Paper Info Reviews Meta-review Author Feedback Post-Rebuttal Meta-reviews

Authors

Marin Scalbert, Maria Vakalopoulou, Florent Couzinié-Devy

Abstract

Histopathology whole slide images (WSIs) can reveal significant inter-hospital variability such as illumination, color or optical artifacts. These variations, caused by the use of different protocols across medical centers (staining, scanner), can strongly harm algorithms generalization on unseen protocols. This motivates the development of new methods to limit such loss of generalization. In this paper, to enhance robustness on unseen target protocols, we propose a new test-time data augmentation based on multi domain image-to-image translation. It allows to project images from unseen protocol into each source domain before classifying them and ensembling the predictions. This test-time augmentation method results in a significant boost of performances for domain generalization. To demonstrate its effectiveness, our method has been evaluated on two different histopathology tasks where it outperforms conventional domain generalization, standard H&E specific color augmentation/normalization and standard test-time augmentation techniques. Our code is publicly available at https://gitlab.com/vitadx/articles/test-time-i2i-translation-ensembling.

Link to paper

DOI: https://link.springer.com/chapter/10.1007/978-3-031-16434-7_12

SharedIt: https://rdcu.be/cVRrb

Link to the code repository

https://gitlab.com/vitadx/articles/test-time-i2i-translation-ensembling

Link to the dataset(s)

https://wilds.stanford.edu/datasets/

https://zenodo.org/record/53169#.Yr3AIdIzYUE

https://zenodo.org/record/1214456#.Yr3AUdIzYUE

https://warwick.ac.uk/fac/cross_fac/tia/data/crc-tp


Reviews

Review #2

  • Please describe the contribution of the paper

    This paper proposed a new test-time data augmentation based on multi-domain image-to-image translation, which is achieved based on a StarGanV2. The proposed network achieves better performances on 3 public datasets compared with other SOTA methods.

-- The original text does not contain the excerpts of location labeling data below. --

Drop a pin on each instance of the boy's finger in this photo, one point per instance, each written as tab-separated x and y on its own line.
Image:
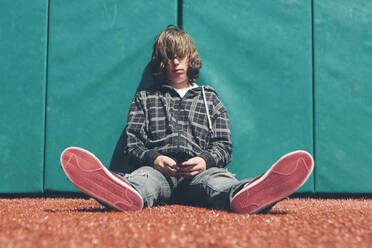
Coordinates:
190	168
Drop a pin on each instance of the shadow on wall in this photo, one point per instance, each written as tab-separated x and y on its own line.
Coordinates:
119	163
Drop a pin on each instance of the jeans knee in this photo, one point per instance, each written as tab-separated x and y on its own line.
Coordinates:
219	179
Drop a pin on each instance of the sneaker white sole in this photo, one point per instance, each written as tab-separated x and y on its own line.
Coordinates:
89	175
285	177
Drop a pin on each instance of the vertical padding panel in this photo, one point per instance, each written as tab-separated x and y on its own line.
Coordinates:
343	95
98	53
23	34
258	56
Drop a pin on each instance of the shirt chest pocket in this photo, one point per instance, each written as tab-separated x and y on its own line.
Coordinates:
157	124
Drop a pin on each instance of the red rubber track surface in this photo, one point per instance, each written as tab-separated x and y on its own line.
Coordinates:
78	222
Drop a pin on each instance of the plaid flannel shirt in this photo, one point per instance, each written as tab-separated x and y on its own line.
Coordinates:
160	122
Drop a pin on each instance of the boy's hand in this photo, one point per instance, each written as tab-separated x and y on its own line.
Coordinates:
166	165
191	167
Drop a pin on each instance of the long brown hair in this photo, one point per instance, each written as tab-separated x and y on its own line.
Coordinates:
170	43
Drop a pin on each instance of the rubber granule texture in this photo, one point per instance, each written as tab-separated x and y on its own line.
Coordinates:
71	222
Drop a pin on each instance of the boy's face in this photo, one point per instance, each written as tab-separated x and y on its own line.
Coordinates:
177	72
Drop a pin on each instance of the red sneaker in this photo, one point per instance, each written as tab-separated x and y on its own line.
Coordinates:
287	175
88	174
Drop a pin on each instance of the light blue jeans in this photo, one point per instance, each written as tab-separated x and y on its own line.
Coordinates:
213	188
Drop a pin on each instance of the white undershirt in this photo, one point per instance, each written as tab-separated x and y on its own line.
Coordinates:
182	92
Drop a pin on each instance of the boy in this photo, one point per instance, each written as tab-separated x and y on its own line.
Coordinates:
178	137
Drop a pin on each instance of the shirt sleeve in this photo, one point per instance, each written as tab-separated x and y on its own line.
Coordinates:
219	150
136	135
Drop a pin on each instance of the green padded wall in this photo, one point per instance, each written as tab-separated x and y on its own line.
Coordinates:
343	95
97	56
23	34
258	55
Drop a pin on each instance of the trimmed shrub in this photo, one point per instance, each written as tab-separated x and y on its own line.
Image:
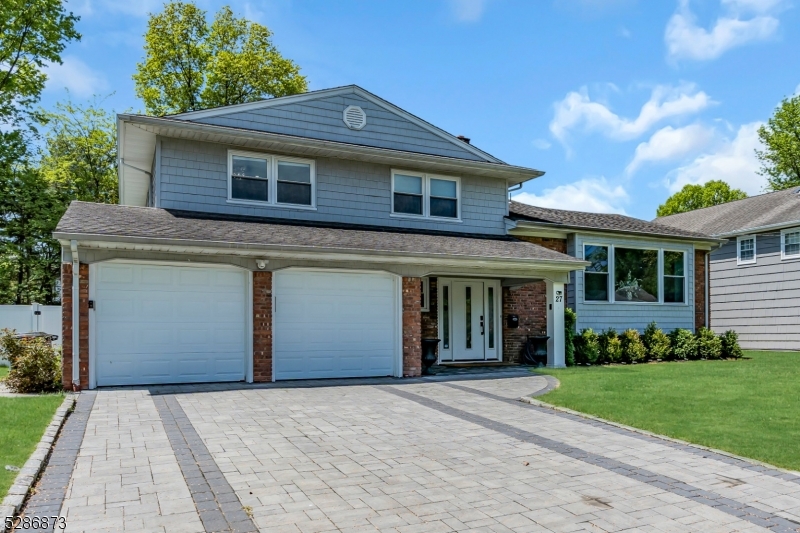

  • Please list the main strengths of the paper; you should write about a novel formulation, an original way to use data, demonstration of clinical feasibility, a novel application, a particularly strong evaluation, or anything else that is a strong aspect of this work. Please provide details, for instance, if a method is novel, explain what aspect is novel and why this is interesting.
    1. Very intuitive idea and the proposed algorithm gets a good boost
    2. Experiments were conducted using multiple seeds on large enough datasets while comparing many mainstream ood generalization methods
  • Please list the main weaknesses of the paper. Please provide details, for instance, if you think a method is not novel, explain why and provide a reference to prior work.
    1. Although there is a good improvement, however, the idea’s novelty is still somewhat lacking. A similar idea can be found in https://proceedings.neurips.cc/paper/2021/file/a8f12d9486cbcc2fe0cfc5352011ad35-Paper.pdf. They achieved 94.8% on camelyon17.
    2. When comparing with other TTA methods, can the authors provide a forward count/test time comparison? The performance increases while the time required by the authors’ method may increase many times, which is fatal for WSI images
  • Please rate the clarity and organization of this paper

    Good

  • Please comment on the reproducibility of the paper. Note, that authors have filled out a reproducibility checklist upon submission. Please be aware that authors are not required to meet all criteria on the checklist - for instance, providing code and data is a plus, but not a requirement for acceptance

    Very clear description, can be reproduced

  • Please provide detailed and constructive comments for the authors. Please also refer to our Reviewer’s guide on what makes a good review: https://conferences.miccai.org/2022/en/REVIEWER-GUIDELINES.html
    1. The author should compare with https://proceedings.neurips.cc/paper/2021/file/a8f12d9486cbcc2fe0cfc5352011ad35-Paper.pdf, and discuss their difference.
    2. The authors should provide any compared metrics like forwarding counts or test time when compared with other top methods.
  • Rate the paper on a scale of 1-8, 8 being the strongest (8-5: accept; 4-1: reject). Spreading the score helps create a distribution for decision-making

    5

  • Please justify your recommendation. What were the major factors that led you to your overall score for this paper?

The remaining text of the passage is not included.